Lehotska et al. evaluated the reliability of DCE-MRI in the detection of post-treatment LR of STSs in 95 patients. Post-contrast images were assessed in patients with diffuse hyperintensity in T2-weighted images (T2WIs) without a discrete mass. DCE-MRI was performed, followed by the subtraction method, and time–intensity curves (TICs) were analyzed. Biopsies were performed on 55 patients, including those with TIC types III, IV, and V (47 patients), and 8 patients with TIC type II. Among the 47 patients with TIC types III, IV, and V, 45 confirmed LR, while 2 demonstrated hypervascular granulation tissue. All eight patients with TIC type curve II were negative for recurrence in histology. DCE-MRI demonstrated a sensitivity of 100%, specificity of 80%, positive predictive value of 95.7%, and negative predictive value of 100%. These results indicate that DCE-MRI can accurately detect LR in patients based on TIC types [7]. DCE-MRI can provide detailed information about tissue characteristics by measuring parameters such as the volume transfer constant (Ktrans), rate constant (Kep), and initial area under the concentration curve (iAUC). Adding these parameters to conventional MRI has been shown to make DCE-MRI more reliable than conventional MRI alone in detecting STS LR [13,30].

This study is limited by sample size due to the rarity of STS and LR, which restricts the power of our analyses.

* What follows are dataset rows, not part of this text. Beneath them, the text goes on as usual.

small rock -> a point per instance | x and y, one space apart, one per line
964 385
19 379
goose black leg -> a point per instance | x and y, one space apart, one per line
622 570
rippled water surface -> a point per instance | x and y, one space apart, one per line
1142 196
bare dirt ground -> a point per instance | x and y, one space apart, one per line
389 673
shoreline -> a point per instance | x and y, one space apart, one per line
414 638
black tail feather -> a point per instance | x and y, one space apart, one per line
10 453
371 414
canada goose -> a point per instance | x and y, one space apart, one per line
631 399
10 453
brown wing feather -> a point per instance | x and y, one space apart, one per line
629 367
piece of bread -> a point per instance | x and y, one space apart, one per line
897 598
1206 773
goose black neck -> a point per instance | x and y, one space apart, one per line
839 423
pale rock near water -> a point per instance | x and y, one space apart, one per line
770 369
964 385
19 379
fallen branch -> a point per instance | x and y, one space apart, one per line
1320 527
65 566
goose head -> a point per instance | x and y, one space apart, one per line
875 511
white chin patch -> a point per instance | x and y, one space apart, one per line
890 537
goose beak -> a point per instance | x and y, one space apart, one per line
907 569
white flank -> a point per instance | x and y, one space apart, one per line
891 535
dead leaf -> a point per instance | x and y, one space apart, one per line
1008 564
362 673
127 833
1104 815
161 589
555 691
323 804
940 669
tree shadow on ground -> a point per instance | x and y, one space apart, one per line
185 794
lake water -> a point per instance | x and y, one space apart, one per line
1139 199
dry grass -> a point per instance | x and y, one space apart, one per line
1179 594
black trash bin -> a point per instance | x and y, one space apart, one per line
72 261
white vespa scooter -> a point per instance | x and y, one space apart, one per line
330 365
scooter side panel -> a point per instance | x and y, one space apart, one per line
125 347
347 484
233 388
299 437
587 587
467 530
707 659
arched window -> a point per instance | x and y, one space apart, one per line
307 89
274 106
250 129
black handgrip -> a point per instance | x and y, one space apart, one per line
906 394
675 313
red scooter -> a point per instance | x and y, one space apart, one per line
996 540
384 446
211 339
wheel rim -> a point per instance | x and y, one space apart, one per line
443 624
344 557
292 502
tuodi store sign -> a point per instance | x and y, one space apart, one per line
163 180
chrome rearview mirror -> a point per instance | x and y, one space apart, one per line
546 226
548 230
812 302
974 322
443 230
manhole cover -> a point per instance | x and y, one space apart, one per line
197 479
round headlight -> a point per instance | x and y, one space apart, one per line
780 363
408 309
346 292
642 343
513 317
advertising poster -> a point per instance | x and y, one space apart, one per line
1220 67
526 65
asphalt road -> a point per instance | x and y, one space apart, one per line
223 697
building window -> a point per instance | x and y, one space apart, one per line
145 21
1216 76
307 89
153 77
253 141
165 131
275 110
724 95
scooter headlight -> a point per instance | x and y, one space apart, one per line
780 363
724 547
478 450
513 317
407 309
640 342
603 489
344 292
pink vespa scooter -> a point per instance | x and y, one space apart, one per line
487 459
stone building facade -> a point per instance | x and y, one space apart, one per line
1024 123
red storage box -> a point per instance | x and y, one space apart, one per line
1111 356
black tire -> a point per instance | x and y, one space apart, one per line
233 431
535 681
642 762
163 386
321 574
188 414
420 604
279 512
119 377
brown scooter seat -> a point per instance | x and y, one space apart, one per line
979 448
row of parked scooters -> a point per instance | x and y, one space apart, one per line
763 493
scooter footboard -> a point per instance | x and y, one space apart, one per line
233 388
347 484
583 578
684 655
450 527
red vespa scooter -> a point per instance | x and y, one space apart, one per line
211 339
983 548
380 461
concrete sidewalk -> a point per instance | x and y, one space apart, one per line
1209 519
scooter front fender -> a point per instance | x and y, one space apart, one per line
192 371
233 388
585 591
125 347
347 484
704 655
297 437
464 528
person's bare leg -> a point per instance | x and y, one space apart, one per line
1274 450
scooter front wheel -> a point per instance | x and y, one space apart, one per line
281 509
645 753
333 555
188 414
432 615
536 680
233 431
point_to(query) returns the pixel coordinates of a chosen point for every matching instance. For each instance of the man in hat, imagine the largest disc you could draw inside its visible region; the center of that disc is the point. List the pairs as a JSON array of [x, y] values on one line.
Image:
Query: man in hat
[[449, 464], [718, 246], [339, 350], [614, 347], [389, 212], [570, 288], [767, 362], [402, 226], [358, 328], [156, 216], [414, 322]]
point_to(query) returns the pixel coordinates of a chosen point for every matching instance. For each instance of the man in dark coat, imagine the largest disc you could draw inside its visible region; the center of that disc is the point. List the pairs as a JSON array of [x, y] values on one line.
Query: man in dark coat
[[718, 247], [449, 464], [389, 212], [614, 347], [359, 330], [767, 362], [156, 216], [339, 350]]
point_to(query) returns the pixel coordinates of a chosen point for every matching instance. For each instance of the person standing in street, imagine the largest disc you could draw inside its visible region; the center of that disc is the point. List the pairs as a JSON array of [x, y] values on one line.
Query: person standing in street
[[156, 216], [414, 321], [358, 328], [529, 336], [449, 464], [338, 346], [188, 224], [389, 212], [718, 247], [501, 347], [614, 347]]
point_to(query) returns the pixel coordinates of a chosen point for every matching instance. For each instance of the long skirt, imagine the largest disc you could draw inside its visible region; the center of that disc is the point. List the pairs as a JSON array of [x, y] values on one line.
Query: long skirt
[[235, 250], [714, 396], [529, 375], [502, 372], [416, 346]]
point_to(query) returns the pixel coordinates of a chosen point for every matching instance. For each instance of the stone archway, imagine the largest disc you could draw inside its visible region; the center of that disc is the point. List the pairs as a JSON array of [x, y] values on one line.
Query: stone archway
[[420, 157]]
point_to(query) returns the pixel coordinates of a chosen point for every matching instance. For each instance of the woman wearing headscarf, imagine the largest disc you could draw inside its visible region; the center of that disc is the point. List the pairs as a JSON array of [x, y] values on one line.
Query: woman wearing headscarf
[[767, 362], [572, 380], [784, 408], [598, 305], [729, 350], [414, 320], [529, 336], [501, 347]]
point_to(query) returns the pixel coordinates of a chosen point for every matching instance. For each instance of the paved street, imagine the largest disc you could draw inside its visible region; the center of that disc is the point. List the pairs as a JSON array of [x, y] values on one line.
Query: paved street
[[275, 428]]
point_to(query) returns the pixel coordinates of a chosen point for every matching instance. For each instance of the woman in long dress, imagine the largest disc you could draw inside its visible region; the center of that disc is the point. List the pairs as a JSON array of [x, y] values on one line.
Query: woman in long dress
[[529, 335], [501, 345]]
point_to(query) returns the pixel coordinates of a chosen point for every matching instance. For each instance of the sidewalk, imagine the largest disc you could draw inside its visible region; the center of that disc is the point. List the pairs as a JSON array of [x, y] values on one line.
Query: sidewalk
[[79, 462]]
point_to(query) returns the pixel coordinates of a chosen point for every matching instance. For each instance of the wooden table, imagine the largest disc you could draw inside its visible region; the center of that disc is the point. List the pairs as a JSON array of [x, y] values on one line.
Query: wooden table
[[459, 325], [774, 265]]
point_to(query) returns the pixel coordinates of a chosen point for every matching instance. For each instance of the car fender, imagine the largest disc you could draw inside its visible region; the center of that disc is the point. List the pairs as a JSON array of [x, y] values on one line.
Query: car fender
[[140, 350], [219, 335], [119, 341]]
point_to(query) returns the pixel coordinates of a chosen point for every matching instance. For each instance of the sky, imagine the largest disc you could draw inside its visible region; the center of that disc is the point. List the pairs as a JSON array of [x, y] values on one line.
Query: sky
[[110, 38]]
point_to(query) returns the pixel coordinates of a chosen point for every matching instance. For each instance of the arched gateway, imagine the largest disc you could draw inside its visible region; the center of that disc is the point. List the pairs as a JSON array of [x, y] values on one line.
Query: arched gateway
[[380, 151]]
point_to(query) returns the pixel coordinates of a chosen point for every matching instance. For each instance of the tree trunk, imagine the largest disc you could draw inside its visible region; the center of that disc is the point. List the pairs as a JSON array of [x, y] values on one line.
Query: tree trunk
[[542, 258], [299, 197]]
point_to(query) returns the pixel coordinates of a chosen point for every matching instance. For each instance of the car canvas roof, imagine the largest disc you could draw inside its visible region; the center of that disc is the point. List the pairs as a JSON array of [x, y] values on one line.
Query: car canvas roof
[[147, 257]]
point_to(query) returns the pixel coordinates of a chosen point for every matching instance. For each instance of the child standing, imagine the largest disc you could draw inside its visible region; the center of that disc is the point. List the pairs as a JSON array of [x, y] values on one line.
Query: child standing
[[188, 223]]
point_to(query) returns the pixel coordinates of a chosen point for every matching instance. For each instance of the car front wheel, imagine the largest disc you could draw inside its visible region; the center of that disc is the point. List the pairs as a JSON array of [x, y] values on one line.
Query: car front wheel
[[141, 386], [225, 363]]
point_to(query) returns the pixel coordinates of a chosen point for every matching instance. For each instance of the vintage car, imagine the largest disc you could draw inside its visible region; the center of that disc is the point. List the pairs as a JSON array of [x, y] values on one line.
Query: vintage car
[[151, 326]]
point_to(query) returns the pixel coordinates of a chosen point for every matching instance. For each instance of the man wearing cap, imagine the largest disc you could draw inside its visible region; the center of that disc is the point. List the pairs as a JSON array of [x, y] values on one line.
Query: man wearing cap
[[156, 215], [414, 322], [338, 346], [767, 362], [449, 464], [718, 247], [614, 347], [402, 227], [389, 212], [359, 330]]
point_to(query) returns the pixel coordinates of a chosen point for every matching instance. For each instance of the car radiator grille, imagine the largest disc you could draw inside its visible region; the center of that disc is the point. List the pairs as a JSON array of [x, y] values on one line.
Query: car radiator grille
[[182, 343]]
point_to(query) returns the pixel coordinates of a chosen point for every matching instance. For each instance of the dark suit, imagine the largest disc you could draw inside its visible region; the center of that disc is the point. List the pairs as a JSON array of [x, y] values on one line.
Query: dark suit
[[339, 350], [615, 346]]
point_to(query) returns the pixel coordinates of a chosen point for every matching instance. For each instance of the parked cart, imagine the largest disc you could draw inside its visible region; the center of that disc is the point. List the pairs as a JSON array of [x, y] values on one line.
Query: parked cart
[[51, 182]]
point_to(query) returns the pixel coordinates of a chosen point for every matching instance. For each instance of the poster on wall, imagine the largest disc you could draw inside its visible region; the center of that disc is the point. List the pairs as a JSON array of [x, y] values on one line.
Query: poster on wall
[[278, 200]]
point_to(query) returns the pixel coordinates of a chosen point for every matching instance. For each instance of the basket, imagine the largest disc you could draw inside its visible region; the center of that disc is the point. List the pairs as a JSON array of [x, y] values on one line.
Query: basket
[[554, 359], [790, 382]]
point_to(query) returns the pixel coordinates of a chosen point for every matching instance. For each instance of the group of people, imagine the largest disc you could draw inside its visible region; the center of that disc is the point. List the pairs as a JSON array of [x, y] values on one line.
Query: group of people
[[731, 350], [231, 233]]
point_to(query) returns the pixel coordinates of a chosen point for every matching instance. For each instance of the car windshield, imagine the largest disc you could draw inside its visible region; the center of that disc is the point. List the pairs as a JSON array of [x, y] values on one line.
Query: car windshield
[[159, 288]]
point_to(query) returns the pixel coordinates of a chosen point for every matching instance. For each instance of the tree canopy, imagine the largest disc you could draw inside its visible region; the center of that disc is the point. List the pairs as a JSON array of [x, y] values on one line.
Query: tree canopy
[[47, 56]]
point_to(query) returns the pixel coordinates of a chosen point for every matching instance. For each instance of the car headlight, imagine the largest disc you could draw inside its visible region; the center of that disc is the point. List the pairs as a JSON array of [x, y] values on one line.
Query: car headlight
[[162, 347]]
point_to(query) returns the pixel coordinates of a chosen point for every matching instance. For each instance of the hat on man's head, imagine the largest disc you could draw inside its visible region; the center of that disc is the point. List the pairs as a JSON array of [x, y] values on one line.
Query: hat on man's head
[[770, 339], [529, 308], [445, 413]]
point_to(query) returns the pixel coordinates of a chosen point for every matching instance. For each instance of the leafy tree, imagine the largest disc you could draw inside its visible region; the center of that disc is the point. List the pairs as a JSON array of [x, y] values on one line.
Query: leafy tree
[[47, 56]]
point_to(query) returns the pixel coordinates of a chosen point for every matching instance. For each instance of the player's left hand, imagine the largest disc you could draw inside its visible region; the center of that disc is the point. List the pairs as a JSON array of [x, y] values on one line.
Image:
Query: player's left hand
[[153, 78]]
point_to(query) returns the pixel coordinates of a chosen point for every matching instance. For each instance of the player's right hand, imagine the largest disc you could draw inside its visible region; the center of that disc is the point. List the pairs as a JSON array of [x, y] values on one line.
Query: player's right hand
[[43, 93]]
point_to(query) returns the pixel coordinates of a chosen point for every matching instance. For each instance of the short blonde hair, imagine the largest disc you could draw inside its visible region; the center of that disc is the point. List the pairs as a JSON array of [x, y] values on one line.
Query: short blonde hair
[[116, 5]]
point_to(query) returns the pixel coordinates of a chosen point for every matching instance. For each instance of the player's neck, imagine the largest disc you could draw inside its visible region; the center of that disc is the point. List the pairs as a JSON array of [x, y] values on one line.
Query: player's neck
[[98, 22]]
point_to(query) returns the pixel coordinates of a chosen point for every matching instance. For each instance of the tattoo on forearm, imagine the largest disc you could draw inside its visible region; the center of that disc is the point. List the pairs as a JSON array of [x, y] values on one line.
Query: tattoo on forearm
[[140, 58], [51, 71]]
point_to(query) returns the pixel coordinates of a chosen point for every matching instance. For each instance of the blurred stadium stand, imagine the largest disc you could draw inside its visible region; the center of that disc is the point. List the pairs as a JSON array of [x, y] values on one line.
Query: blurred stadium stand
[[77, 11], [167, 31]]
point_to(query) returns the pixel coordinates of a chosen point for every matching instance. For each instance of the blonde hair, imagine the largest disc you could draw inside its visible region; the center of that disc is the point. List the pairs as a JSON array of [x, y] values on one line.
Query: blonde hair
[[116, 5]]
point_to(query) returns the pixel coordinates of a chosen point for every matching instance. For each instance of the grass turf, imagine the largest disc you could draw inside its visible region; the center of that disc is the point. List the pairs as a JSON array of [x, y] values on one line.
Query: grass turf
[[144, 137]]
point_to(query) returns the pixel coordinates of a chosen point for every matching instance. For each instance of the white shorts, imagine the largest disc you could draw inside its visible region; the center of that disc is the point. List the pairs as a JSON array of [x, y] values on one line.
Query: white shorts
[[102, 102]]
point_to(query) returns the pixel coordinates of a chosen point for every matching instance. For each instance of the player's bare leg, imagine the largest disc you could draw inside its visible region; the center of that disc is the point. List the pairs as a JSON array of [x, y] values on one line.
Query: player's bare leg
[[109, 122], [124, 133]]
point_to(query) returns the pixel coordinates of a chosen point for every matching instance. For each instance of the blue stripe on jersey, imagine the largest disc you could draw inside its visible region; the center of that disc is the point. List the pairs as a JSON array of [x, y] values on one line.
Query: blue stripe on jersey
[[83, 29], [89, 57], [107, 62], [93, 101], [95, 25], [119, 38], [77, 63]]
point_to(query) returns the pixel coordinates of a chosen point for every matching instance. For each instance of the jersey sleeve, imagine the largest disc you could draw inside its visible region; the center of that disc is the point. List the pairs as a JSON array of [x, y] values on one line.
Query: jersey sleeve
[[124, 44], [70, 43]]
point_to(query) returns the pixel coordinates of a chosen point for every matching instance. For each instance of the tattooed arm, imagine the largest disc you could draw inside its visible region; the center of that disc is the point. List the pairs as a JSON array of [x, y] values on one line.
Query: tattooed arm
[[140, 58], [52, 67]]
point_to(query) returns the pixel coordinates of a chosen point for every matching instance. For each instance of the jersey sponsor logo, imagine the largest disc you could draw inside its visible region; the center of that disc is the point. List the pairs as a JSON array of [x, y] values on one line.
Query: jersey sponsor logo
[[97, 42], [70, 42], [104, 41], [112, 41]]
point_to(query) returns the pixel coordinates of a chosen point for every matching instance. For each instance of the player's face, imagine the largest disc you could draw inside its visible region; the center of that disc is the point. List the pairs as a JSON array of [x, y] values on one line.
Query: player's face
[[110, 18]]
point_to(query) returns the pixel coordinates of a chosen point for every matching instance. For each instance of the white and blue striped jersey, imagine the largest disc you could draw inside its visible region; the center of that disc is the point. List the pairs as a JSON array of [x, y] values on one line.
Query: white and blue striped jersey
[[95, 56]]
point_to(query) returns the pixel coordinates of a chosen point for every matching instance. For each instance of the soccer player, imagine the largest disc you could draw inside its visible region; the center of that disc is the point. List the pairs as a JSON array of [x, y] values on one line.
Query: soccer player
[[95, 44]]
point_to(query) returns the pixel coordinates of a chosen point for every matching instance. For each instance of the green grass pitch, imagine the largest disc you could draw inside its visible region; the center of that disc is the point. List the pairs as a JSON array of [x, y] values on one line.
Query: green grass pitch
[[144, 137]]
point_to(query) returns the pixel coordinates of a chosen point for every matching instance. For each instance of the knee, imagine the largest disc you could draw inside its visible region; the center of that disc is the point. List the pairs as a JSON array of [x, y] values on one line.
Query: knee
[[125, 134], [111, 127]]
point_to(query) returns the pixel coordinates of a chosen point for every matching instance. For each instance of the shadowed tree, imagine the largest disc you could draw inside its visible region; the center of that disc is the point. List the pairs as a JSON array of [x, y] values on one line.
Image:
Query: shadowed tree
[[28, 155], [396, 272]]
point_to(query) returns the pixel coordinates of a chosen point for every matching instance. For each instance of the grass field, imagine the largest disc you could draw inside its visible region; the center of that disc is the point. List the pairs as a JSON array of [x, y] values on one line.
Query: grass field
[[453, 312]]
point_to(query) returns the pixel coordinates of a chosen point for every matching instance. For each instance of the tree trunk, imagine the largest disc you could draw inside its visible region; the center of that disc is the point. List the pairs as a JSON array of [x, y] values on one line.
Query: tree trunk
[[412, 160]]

In addition, our a priori decision to exclude very small case series with fewer than 10 patients may have further reduced the number of eligible studies, but was intended to minimize imprecision and potential small-study effects. Further studies comparing different parameters in the same cohorts with consistent results are required for validation and to increase the use of DCE-MRI in evaluating the LR of STS.

5. Conclusions

Conventional MRI has limitations in differentiating LR from post-surgical changes due to overlapping imaging features and technical limitations of the routine sequences. The accuracy of LR detection can be improved by combining conventional MRI with DCE-MRI. In our meta-analysis, adding DCE-MRI parameters to conventional MRI increased the pooled sensitivity and specificity to 98% and 83%, respectively. Among the parameters reported in the included studies, early arterial enhancement, TIC types III–V, higher Ktrans/Kep/iAUC values, and elevated rPF appeared to have the greatest clinical potential for distinguishing LR from expected post-treatment change. Future prospective studies should aim to standardize DCE-MRI acquisition (e.g., contrast administration protocol and temporal resolution) and analysis (e.g., pharmacokinetic modeling, ROI placement, and parameter thresholds) so that these metrics can be harmonized across institutions and translated into reproducible diagnostic criteria for routine clinical practice.